🤖 AI Summary
This work addresses the challenge of accurately grounding natural language spatial instructions—particularly those involving complex spatial relations (e.g., distance, geometric constraints, inter-object relative positioning)—in visual scenes. We propose a coarse-to-fine two-stage framework: first, a vision-language model (VLM) leverages grid-based visual localization prompts and a propose-verify mechanism to generate an initial region that is both semantically and physically consistent; second, superpixel segmentation and local adaptive refinement enable fine-grained spatial alignment. To our knowledge, this is the first systematic effort to harness VLMs’ spatial reasoning capabilities for spatial grounding. Evaluated on a newly constructed benchmark, our method significantly outperforms five state-of-the-art baselines in both IoU and success rate.
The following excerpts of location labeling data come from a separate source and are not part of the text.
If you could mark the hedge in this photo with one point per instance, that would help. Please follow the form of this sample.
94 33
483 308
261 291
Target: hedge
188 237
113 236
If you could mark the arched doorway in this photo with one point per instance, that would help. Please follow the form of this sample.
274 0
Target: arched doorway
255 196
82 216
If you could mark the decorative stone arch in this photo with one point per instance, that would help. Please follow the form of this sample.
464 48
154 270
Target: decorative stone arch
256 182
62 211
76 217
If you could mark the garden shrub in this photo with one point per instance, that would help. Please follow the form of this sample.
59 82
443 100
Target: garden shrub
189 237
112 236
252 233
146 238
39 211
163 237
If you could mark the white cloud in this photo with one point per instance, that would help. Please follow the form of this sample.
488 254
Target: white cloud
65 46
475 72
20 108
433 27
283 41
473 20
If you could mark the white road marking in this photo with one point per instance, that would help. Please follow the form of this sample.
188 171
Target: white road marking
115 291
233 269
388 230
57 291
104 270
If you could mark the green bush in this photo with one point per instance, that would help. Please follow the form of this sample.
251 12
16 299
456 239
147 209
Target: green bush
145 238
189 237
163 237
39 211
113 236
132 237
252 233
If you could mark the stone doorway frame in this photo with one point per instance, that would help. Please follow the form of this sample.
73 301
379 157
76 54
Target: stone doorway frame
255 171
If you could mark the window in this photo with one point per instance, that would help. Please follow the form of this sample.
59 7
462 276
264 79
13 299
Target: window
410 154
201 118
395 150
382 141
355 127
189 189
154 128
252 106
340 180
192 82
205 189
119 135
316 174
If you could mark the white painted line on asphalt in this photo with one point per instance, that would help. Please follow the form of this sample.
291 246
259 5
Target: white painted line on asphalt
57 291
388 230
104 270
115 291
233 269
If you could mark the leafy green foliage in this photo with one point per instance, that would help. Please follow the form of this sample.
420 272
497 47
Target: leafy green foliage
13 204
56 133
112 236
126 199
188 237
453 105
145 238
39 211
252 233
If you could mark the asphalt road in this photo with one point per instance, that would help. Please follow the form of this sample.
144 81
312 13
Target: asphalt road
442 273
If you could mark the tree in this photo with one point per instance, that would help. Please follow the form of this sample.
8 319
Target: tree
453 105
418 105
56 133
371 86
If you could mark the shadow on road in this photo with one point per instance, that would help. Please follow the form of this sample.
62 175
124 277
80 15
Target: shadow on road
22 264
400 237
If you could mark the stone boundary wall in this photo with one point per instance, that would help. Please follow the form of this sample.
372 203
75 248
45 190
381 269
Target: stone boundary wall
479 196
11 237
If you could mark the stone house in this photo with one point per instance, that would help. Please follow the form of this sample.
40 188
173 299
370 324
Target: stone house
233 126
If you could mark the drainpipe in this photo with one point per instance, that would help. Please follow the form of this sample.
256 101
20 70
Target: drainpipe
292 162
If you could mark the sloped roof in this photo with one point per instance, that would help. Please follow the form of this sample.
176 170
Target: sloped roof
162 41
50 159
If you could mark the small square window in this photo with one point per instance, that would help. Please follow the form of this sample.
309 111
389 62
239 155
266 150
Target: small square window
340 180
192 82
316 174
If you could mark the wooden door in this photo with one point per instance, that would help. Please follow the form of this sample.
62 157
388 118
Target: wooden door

Ablation studies confirm the efficacy of each component, and the approach successfully transfers to simulated robotic pick-and-place tasks.
📝 Abstract
Space grounding refers to localizing a set of spatial references described in natural language instructions. Traditional methods often fail to account for complex reasoning -- such as distance, geometry, and inter-object relationships -- while vision-language models (VLMs), despite strong reasoning abilities, struggle to produce a fine-grained region of outputs. To overcome these limitations, we propose C2F-Space, a novel coarse-to-fine space-grounding framework that (i) estimates an approximated yet spatially consistent region using a VLM, then (ii) refines the region to align with the local environment through superpixelization. For the coarse estimation, we design a grid-based visual-grounding prompt with a propose-validate strategy, maximizing VLM's spatial understanding and yielding physically and semantically valid canonical region (i.e., ellipses). For the refinement, we locally adapt the region to surrounding environment without over-relaxed to free space. We construct a new space-grounding benchmark and compare C2F-Space with five state-of-the-art baselines using success rate and intersection-over-union. Our C2F-Space significantly outperforms all baselines. Our ablation study confirms the effectiveness of each module in the two-step process and their synergistic effect of the combined framework. We finally demonstrate the applicability of C2F-Space to simulated robotic pick-and-place tasks.